Source : http://fr.wikipedia.org/wiki/%C3%89conomie

Citation :
Selon la définition la plus couramment employée, l'économie est une science sociale dont le but est d'étudier la manière dont la société emploie des ressources rares à des fins de production, en réponse aux besoins et aux désirs de chacun et la façon dont elle redistribue les résultats de cette production.

Très générale, cette définition polarise l'attention sur le problème de l'allocation des ressources et s'applique à des domaines extrêmement divers qui débordent le cadre qu'on octroie traditionnellement à l'économie.

De plus, elle est fréquemment contestée par les économistes hétérodoxes.
Il est donc préférable de présenter l'économie en rappellant que le terme économique vient du grec oïkos (maison) et nomos (administrer) qui signifie l'art de bien administrer une maison, de gérer les biens d'un particulier ou de l'État.

Mais cette définition ne permet pas de préciser les contours de la discipline qui fluctuent en fonction des auteurs.
On peut le voir à travers trois définitions de l'économie.

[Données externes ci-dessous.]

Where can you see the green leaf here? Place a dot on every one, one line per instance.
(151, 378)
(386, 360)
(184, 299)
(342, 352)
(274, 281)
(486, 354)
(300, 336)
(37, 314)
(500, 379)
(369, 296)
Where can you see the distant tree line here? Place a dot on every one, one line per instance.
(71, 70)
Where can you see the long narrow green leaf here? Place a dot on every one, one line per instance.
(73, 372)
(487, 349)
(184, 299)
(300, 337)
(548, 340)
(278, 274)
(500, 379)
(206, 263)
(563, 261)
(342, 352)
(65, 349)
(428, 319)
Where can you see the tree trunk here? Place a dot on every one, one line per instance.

« L’économie est l’étude de la façon dont l’homme et la société choisissent, avec ou sans recours à la monnaie, d’employer des ressources productives rares qui sont susceptibles d’emplois alternatifs, pour produire divers biens de la consommation présente ou future des différents individus et groupes qui constituent la société. »,
Paul Samuelson

« L’économie est la science qui étudie comment les ressources rares sont employées pour la satisfaction des besoins des hommes vivant en société ; elle s’intéresse d’une part, aux opérations essentielles que sont la production, la distribution, et la consommation des biens, d’autre part, aux institutions et aux activités ayant pour objet de faciliter ces opérations. »,
Edmond Malinvaud

« Étude des mécanismes de production, de consommation et d'échange dans une structure sociale donnée et des interdépendances entre cette structure et ces mécanismes »,
Jacques Attali

Un des premiers traités historiques traitant de l'économie est dû à Aristote.
Remarquons que celui-ci distinguait alors l'économie de la chrématistique (de khréma-atos) qui est l'art de s'enrichir, si bien que selon lui, l'accumulation de la monnaie pour la monnaie était une activité contre nature qui déshumanise ceux qui s'y livrent (voir Les économiques et l'Éthique à Nicomaque)

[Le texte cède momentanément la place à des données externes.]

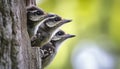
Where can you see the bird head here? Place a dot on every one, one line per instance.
(59, 37)
(35, 14)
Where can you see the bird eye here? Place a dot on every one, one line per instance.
(57, 19)
(60, 33)
(39, 12)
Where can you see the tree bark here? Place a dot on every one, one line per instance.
(15, 49)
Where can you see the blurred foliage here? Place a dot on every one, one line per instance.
(91, 19)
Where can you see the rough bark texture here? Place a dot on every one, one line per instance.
(15, 49)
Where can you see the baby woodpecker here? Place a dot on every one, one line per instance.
(49, 50)
(47, 29)
(34, 18)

LA PLACE DE L'ECONOMIE DANS LA SOCIETE

L'économie, et la façon dont elle est gérée par les gouvernements, est intimement liée à la philosophie politique. Elle a aussi un enjeu social, en particulier en ce qui concerne la répartition des richesses dans la société.
Depuis la fin du XXe siècle, l'économie a aussi un enjeu écologique.

En effet, l'impact des activités économiques sur les ressources naturelles (déforestation, énergies fossiles, minerais) et sur l'équilibre de la planète (climat, biodiversité...) posent la question du développement durable.
Réciproquement, l'écologie devient un enjeu économique, par l'activité qu'elle génère (recyclage, dépollution, etc).

Le rôle des économistes est d'une part d'analyser comment la société humaine produit ses richesses et les répartit, et d'autre part de proposer des explications et des possibilités d'amélioration à certains dysfonctionnements.

Ils peuvent aussi réaliser des études pour estimer les effets d'une loi ou d'un projet de loi.
Les résultats de ces études (qui peuvent être contradictoires d'un modèle à l'autre) sont parfois utilisés par les gouvernement pour réguler l'activité économique.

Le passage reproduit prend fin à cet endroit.